Be it the rich history of samurai, or subtle flavors of washoku (traditional Japanese cooking), you are inspired to learn Japanese. But there’s one slight drawbackーyou’re not really into anime or manga. No big deal. They may be a huge part of what inspired a generation of language learners but learning Japanese without anime or manga is possible.
Subs or dubs? Who even knows what that means?
Learning Through Television
While Netflix’s and Hulu’s Japanese sections are predominantly geared towards anime fans, there are plenty of other dramas available for streaming.
Tip #1: These will depend on your region, of course, but try to find something in the “slice-of-life” genre. Unlike a lot of anime, which uses specialized vocabulary and grammar that is not necessarily used by ordinary people, slice-of-life shows are going to depict people doing ordinary things. As such, the conversations will more accurately reflect those of everyday interactions.
► Personal recommendation: One popular listing is the live-action adaption of What Did You Eat Yesterday (きのう何食べた？). This series is great for studying Japanese; the perfect blend of easy listening and binge-able content.
Tip #2: Also consider reality TV, variety shows, and game shows—especially trivia shows that can help you learn about Japanese history or irregular kanji.
Tip #3: Just cannot find anything that interests you? Take a show you have already seen and loved, and try watching it again with Japanese subtitles or voiceover. It might be strange listening to Michael Scott speak Japanese, but it is great practice, especially considering you are already familiar with the content.
Bonus tip for any Google Chrome users: try the Chrome Extension “Language Learning with Netflix.” It allows you to watch shows with both English and Japanese subtitles. You can also click on words to see their definitions, among a host of other features.
Improve Your Listening Skills With Music
Getting away from television, another way to practice listening is to find Japanese bands that are listener-friendly.

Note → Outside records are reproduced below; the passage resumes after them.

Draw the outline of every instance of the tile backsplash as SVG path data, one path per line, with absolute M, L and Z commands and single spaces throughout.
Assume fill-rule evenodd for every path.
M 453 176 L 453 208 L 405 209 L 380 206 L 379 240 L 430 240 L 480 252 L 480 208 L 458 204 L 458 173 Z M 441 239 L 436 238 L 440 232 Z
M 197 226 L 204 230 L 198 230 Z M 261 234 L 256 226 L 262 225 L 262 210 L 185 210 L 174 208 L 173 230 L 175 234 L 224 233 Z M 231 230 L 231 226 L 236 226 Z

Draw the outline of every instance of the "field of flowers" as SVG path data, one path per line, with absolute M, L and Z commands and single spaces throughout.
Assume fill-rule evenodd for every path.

Tip #1: Ballads tend to be easier! You can try listening through while reading along with the lyrics, or just throwing something on in the background while you are working on other things.
► Personal recommendations: Ikimonogakari, famous for their songs Bluebird and Arigatou, is one of the best bands to practice Japanese listening skills. Singer Kiyoe Yoshioka’s pronunciation is easy to follow, and a good number of their songs are slow enough to be able to pick up on the lyrics.
Some others to try are:
– back number (クリスマスリング、水平線、etc.)
– Hiraidai (Tonight, Hoshininosete)
– Hata Motohiro (ひまわりの約束)
Reading in Japanese Can Be Easy
Don’t be scared to read due to the abundance of kanji characters. There are resources that provide different levels of text as well as fun topics.

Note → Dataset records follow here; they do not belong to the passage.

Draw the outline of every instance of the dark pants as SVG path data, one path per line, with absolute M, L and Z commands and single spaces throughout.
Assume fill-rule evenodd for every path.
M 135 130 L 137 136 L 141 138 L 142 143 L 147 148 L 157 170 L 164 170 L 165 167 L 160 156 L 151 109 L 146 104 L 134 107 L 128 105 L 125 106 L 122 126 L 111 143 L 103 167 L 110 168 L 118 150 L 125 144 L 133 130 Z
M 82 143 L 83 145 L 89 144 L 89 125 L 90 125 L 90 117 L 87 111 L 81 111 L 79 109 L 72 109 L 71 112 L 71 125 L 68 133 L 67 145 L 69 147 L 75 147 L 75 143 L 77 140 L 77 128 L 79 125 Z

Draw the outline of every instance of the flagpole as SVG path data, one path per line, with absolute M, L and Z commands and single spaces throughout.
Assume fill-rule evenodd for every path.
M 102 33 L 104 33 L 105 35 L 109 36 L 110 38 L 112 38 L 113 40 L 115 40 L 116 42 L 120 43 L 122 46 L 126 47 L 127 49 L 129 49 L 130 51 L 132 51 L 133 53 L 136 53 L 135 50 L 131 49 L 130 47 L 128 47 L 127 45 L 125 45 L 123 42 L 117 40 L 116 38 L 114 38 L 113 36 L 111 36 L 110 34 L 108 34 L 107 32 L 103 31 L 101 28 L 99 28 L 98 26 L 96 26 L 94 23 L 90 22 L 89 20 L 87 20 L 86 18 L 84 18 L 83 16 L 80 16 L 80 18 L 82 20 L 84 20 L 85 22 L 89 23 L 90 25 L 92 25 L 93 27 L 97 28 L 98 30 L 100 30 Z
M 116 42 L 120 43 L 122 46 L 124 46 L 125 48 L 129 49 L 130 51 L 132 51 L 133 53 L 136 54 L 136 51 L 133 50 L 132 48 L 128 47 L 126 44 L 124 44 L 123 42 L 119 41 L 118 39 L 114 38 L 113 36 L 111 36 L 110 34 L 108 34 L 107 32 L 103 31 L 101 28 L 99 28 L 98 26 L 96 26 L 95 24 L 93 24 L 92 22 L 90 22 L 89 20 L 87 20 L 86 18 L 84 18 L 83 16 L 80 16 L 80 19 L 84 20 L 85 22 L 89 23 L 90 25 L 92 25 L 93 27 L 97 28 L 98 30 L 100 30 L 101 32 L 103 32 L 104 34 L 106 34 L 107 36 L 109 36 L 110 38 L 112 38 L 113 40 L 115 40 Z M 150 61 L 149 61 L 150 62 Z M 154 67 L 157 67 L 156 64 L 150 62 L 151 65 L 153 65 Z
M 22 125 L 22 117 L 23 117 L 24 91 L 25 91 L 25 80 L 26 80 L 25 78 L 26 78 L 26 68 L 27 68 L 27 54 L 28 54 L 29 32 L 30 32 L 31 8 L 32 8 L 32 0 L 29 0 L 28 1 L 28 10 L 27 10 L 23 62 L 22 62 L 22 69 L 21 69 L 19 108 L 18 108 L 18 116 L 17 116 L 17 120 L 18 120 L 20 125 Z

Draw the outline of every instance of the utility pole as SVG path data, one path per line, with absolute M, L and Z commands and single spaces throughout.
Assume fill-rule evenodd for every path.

Tip #1: Use NHK Easy. The Japanese media giant has an entire website that is dedicated to sharing the latest news and current events in easy-to-read language. They also put readings above each kanji, and you can click on a word you don’t know to see its definition.
Tip #2: Try the free app Mondo. It gives you a wide variety of articles organized into categories from food to travel to sports. One unique feature, though, is that you can save words you want to remember and be quizzed on them later.
Bonus tip: For beginners, go on a language journey (literally!) with cute characters from the Brunchy family with the Japanese Language RPG Quest.
While anime and manga are great resources for getting lots of input, they are not the only methods available. Try learning Japanese without anime or manga with the options above.